The ratios used for making predictions, once a base performance level has been established, are based on McMillan’s values but it is intended to also have a set of ratios based on performances from within the club. This is not expected to produce significantly better results as not enough athletes compete regularly over the full range of distances in order to produce a large enough sample. If there were, it would also be possible to provide a difficulty level for each race and hence make even more accurate predictions.
Of course the tool is only a guide and can’t know about external factors such as weather, injuries, hangovers etc. If the predictions are wildly inaccurate please comment below and I’ll check the algorithm.

Wednesday, December 29, 2010

v0.2 Released

Version 0.2 of the site is finally released. It's not much like I planned and instead contains a much improved interface for results and performance. As well as looking better, both sections have click through or drill down. For example, from the inital Best Performances page you can select best performances for a race and then from there, best performances for an athlete.

As much as I would like to spend some time working on the stats page for v0.3, I really need to rework the FFA interface, to get in more data and also to restructure the database somewhat.

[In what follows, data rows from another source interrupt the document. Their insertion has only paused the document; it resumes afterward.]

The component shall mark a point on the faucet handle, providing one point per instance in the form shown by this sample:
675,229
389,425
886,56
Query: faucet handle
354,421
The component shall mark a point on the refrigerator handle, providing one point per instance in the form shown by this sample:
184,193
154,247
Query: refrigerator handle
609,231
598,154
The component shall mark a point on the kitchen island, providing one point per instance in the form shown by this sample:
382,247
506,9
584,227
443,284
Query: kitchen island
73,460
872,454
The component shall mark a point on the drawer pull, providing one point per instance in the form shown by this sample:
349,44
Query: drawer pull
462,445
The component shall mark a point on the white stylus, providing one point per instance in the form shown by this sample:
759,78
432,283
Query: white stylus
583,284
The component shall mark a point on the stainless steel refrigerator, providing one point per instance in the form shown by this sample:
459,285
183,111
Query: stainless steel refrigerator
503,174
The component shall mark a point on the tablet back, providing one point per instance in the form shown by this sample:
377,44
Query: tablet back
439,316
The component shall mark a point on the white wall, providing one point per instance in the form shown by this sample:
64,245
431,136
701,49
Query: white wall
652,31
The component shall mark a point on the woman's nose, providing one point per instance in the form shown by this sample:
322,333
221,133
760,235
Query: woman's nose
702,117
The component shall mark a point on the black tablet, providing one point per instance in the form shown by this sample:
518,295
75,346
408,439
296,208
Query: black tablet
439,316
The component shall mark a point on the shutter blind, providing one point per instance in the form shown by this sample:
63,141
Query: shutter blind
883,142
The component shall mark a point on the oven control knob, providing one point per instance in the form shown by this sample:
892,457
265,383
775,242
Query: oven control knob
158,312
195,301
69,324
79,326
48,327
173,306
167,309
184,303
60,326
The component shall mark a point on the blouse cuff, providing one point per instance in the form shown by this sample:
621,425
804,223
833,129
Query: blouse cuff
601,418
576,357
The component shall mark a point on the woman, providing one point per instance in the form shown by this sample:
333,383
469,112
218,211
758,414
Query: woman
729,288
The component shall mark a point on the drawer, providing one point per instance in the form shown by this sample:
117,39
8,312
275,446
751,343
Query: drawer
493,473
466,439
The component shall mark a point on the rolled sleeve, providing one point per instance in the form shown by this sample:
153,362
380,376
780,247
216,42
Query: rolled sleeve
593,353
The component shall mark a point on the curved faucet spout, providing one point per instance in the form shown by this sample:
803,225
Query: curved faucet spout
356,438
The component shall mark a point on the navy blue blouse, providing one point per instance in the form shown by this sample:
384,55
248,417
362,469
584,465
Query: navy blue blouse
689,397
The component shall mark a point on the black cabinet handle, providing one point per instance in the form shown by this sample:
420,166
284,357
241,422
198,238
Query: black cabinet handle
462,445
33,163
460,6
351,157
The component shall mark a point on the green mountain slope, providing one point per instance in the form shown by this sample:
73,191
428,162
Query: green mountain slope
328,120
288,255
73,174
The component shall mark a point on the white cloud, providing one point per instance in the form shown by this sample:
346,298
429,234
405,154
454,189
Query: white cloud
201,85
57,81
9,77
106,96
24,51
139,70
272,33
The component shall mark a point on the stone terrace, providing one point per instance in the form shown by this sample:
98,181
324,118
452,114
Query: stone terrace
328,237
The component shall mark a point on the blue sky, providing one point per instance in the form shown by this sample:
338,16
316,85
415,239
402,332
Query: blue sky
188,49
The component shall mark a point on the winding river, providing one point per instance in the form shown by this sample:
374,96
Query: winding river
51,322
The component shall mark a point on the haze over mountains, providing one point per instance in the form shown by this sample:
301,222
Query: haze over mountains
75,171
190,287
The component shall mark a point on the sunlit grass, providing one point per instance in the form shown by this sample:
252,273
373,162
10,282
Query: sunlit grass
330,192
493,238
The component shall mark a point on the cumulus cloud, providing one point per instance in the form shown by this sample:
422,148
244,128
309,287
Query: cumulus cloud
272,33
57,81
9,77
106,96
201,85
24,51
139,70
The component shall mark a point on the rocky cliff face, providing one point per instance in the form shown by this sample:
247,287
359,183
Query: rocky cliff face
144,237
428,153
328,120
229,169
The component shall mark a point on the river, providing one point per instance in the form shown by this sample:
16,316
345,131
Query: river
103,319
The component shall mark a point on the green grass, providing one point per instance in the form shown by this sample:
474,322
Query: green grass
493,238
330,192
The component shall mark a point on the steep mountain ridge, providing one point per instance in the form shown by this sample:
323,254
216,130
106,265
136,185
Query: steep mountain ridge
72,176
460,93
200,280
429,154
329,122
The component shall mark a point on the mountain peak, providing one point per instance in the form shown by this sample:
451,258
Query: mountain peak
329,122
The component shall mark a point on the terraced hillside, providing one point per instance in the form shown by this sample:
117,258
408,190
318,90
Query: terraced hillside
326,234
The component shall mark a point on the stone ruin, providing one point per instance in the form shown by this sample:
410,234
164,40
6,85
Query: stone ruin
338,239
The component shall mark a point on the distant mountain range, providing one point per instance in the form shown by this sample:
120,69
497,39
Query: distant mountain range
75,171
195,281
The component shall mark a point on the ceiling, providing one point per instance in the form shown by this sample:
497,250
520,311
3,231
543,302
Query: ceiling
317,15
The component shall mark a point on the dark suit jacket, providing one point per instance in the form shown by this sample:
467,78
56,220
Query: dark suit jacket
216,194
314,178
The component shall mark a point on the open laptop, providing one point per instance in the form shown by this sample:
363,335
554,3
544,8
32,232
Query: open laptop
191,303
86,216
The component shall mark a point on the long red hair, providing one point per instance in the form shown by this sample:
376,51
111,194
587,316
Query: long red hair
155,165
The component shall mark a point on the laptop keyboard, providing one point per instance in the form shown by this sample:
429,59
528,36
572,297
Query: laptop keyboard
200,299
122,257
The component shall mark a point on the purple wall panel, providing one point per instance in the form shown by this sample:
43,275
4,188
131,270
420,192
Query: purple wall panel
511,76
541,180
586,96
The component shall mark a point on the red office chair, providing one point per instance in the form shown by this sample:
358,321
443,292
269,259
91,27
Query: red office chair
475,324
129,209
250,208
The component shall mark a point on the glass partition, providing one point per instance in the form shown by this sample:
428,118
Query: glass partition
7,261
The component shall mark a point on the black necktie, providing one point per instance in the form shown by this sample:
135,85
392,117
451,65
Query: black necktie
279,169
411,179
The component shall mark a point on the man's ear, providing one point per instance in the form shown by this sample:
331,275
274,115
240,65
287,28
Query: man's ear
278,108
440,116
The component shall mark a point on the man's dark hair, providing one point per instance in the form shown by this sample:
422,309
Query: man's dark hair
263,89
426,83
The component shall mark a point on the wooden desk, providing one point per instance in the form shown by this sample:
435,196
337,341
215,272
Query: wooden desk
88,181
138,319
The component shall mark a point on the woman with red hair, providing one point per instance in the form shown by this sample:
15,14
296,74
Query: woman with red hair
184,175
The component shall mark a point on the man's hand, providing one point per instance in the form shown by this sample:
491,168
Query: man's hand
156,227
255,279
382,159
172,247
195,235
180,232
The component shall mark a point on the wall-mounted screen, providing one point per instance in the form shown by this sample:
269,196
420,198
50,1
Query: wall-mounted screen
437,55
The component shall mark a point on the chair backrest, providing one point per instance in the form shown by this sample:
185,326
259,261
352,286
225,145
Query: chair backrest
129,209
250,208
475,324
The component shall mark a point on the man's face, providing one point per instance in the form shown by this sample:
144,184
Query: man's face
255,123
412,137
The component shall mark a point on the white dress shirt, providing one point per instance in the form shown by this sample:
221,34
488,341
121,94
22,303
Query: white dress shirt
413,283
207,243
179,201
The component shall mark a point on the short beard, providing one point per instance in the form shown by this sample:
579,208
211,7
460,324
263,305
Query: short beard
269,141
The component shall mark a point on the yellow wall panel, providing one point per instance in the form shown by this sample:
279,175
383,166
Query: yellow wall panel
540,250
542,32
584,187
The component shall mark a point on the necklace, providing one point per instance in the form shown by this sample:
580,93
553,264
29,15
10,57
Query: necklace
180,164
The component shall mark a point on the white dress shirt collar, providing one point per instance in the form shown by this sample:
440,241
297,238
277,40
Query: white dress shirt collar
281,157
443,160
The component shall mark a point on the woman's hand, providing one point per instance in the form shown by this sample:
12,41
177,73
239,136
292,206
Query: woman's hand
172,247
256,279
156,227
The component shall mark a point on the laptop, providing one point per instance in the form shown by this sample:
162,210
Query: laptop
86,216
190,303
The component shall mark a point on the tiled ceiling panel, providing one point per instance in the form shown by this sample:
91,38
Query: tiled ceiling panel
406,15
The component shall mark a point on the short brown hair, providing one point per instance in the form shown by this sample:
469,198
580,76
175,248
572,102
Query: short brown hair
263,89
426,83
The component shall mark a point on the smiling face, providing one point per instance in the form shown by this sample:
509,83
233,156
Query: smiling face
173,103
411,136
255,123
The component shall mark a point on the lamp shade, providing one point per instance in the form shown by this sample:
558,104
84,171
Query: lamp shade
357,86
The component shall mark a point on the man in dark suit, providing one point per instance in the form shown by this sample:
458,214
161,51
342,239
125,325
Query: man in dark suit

Wednesday, December 8, 2010

FFA Interface

The site now has a basic interface that allows importing race data from the FFA site. It’s been more difficult than expected due to the weird way the FFA presents its data, especially for distances. I’ve so far imported races for the last 6 months of 2010 although there a few missing due to a bug in the importer. I’ll import the missing race data and the data for the rest of 2010 in the next few days. Going forward should be much easier.

Next up is to work a bit on the presentation which is “bare minimum” at the moment. I’ve got a new race selector tool half developed so hope to get it out there soon.

Monday, November 29, 2010

Results web site v0.1 release

Due to some unforeseen spare time, caused by a bad back, I've been developing a web site that automatically crawls around the internet to retrieve and store race results for all the runners at my club, the Foulées de Saint Germain en Laye. The more visible part of the project is the front end that allows the results to be presented in various formats and can be found at http://FSGL.wni-sec.com.

It’s still very basic but it will get better as time goes by. I need to work on the presentation as well, not least putting it into French.

I’d like to emphasize that my motivation for the site is, to misquote Mark Zuckerberg,

“Sometimes you do something because you like building things”.

Anyhow, please feel free to leave comments, suggestions, general abuse etc... Any criticism is acceptable, but remember, I know where you live, or can probably find out.